[Disclaimer: I cross-posted on the FreeBayes Google group but it doesn't seem to get much activity]
I'm trying to call low-frequency variants in a pooled sample (C. elegans WGS, 20X coverage, aligned with BBMap using 'sam=1.3' flag ) and encountered an unexpected problem - which usually means I'm doing something wrong :-). Here's the command:
freebayes -f REFERENCE.FA -F 0.01 -C 1 DATA_SORTED.BAM > DATA.VCF
The VCF contains a number of long (e.g., 10K) complex deletions, which are supported by a few (2-3) lower map-quality (2-18) reads. The deletions overlap SNPs that are supported by more (8-12) higher quality (>20) reads. The problem is that the complex indel is called but not the SNPs, even though the data provide superior support for the SNP call. One example using SAMtools 'tview' is shown below (reads supporting complex deletion in green/blue; asterisk=deletion).

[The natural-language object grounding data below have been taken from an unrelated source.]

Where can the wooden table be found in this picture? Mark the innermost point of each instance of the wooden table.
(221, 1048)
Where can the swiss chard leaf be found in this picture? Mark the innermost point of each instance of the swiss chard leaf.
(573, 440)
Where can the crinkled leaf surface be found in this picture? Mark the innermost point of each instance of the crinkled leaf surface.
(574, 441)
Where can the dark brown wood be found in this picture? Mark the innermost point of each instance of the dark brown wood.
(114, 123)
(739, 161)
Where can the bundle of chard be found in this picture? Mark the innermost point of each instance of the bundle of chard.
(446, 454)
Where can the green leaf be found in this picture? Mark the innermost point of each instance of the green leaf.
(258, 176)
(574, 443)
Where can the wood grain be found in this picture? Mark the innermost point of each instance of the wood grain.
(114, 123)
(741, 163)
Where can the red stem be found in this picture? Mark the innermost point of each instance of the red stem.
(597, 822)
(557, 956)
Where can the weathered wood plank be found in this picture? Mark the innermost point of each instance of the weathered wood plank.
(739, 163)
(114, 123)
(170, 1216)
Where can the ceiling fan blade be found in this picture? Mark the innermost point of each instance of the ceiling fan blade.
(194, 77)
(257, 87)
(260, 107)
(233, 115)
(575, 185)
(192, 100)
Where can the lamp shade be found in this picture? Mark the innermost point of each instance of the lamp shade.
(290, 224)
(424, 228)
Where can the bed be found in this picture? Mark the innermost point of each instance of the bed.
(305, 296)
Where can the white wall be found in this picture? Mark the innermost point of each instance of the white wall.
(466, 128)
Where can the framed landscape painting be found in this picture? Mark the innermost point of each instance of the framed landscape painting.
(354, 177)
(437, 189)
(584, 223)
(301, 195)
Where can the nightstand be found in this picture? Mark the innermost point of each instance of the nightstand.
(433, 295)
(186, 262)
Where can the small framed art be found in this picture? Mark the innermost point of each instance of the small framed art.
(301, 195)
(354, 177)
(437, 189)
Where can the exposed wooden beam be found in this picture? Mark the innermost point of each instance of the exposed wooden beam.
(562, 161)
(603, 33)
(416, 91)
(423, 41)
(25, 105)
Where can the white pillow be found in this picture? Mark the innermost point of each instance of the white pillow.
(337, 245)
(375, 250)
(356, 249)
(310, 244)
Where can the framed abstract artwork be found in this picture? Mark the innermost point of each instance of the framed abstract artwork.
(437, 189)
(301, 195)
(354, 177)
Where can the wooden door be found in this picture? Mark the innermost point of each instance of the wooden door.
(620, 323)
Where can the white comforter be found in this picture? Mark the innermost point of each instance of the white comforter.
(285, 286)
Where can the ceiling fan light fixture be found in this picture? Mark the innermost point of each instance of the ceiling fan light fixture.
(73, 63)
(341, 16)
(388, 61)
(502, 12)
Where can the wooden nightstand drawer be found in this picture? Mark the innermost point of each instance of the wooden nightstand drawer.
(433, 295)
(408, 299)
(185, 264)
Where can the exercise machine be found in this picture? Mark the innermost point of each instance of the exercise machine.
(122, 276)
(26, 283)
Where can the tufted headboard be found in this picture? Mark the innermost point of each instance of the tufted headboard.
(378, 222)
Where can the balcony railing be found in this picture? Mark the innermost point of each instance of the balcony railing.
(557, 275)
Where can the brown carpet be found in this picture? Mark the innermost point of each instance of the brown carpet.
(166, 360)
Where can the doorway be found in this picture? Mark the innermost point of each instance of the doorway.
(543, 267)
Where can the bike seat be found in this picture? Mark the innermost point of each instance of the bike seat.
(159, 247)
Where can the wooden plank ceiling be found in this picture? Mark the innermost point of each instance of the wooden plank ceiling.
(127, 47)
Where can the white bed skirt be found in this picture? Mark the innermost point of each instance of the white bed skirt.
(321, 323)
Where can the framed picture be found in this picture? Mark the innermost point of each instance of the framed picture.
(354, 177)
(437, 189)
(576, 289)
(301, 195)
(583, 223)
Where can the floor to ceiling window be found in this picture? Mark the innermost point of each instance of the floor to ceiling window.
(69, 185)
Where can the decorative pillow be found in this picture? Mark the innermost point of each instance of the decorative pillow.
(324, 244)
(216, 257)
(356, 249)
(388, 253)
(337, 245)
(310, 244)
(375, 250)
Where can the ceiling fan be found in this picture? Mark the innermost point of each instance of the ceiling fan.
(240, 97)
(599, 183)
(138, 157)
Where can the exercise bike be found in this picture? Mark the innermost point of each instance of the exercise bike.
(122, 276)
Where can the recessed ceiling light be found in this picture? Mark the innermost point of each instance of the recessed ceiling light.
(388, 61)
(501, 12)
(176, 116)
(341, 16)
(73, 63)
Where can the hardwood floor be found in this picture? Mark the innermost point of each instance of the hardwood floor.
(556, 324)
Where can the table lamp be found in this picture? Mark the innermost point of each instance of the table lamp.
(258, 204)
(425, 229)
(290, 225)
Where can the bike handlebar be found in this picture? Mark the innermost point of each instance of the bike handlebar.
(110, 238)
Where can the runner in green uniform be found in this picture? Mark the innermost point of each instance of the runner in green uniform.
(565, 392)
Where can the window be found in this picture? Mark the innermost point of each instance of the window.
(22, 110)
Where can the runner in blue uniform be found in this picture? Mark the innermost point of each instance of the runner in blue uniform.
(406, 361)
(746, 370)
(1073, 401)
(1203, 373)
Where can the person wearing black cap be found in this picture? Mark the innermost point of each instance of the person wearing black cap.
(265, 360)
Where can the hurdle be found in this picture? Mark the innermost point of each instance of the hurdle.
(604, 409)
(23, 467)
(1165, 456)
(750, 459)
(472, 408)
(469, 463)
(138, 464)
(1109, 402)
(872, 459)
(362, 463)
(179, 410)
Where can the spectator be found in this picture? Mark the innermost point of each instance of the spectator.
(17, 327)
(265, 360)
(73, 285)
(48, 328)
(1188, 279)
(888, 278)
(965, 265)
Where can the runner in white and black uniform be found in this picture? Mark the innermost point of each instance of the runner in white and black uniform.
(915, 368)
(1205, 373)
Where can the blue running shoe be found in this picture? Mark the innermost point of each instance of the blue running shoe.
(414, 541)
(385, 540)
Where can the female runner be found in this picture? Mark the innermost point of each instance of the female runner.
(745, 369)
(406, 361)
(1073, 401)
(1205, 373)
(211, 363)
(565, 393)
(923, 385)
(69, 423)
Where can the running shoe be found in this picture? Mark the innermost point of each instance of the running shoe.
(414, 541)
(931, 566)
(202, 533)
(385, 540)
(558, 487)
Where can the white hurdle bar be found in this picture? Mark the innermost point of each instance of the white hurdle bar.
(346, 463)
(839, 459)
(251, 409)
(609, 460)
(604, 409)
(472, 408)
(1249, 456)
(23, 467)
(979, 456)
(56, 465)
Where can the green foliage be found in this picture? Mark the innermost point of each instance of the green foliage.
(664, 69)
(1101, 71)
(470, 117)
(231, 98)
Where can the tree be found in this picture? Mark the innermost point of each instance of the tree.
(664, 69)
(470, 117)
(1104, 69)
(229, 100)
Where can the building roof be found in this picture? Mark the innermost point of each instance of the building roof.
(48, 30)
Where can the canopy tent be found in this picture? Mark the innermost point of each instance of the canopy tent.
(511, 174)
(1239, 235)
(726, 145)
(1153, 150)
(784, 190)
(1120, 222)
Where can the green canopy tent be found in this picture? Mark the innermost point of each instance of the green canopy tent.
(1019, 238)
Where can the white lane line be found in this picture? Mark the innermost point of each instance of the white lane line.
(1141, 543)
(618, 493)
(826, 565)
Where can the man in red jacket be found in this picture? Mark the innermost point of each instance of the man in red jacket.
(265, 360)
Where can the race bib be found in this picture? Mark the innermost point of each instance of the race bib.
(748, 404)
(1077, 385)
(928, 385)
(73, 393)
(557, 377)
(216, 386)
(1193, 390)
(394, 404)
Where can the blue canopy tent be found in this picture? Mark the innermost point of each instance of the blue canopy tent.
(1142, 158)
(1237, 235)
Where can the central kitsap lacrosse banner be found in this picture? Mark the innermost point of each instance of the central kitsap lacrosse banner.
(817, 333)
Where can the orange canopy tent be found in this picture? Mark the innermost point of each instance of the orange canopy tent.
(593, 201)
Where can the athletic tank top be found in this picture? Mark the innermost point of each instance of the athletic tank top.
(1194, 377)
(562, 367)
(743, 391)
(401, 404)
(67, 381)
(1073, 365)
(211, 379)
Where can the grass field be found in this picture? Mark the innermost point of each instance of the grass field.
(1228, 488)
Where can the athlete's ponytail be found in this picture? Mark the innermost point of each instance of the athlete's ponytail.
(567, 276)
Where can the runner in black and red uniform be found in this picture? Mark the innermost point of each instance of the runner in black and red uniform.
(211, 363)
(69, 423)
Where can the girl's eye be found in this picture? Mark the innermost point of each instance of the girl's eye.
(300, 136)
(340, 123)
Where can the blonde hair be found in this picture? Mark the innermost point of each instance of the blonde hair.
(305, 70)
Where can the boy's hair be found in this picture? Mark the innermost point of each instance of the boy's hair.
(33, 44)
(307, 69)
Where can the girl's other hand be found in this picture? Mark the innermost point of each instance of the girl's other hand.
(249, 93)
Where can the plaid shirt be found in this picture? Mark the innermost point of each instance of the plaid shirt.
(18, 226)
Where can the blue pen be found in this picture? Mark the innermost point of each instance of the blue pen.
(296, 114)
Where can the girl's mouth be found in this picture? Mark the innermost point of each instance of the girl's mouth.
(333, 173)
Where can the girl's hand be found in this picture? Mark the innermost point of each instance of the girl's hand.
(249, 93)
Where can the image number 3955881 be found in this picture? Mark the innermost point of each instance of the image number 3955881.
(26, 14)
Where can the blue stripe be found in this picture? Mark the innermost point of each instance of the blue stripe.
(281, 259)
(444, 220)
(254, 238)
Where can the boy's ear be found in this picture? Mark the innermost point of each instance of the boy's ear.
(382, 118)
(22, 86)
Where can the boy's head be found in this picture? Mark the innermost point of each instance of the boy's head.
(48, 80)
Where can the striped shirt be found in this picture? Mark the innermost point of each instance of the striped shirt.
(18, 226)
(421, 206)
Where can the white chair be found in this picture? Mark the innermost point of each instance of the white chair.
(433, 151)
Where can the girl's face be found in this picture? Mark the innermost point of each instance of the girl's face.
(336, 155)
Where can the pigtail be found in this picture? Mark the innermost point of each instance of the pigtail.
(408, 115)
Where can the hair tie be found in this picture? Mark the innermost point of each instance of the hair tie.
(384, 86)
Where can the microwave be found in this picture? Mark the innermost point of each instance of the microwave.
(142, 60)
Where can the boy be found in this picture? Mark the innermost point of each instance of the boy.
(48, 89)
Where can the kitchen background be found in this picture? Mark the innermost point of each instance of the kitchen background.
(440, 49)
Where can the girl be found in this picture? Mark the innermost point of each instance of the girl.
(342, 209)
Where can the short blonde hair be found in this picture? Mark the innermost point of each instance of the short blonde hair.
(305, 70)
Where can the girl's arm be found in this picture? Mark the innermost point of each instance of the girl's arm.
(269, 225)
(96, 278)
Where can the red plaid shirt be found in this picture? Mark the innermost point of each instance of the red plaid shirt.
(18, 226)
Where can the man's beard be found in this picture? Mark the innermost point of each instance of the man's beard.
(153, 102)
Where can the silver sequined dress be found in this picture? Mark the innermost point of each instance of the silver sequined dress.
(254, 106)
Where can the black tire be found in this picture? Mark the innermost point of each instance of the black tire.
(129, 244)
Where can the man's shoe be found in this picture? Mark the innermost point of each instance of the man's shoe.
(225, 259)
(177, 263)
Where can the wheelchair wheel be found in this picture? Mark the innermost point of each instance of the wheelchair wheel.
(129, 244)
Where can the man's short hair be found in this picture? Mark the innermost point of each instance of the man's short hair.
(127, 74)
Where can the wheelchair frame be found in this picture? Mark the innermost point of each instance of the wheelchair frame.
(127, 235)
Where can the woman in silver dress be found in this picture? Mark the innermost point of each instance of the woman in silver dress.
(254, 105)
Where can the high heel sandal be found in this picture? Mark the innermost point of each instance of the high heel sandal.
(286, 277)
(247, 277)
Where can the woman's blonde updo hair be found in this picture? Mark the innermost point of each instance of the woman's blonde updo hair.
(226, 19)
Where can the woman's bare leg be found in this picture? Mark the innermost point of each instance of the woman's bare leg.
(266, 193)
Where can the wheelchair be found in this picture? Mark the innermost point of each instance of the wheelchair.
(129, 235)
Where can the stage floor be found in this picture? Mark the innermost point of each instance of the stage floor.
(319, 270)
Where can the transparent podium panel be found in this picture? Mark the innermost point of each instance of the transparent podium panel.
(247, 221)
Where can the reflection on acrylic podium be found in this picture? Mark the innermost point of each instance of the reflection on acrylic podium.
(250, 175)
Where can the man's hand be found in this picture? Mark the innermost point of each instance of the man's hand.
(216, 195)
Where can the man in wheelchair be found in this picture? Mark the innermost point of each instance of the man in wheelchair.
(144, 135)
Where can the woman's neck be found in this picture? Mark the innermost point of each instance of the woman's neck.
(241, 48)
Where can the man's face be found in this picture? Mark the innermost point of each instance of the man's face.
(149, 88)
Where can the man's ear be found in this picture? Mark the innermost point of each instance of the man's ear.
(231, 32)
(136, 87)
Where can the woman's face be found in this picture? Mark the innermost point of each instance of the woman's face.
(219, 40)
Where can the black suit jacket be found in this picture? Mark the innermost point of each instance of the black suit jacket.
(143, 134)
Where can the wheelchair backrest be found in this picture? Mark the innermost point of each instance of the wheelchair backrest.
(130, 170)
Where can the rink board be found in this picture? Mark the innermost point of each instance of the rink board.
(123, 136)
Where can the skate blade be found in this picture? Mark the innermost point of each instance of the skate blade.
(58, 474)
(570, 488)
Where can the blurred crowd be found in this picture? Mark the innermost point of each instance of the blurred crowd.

I realize that I can filter on map quality but I'm trying to maximize sensitivity to true-positive SNP calls (which I can validate by prior annotation), and filtering reduces sensitivity. I've tried using the prior annotation VCF (-@ flag) but that didn't help, and the '--no-complex flag' just changed the TYPE to del. And obviously post-VCF filtering cannot recover variant calls that are missing.
Should I be using a different set of criteria/flags to call these overlapping SNPs?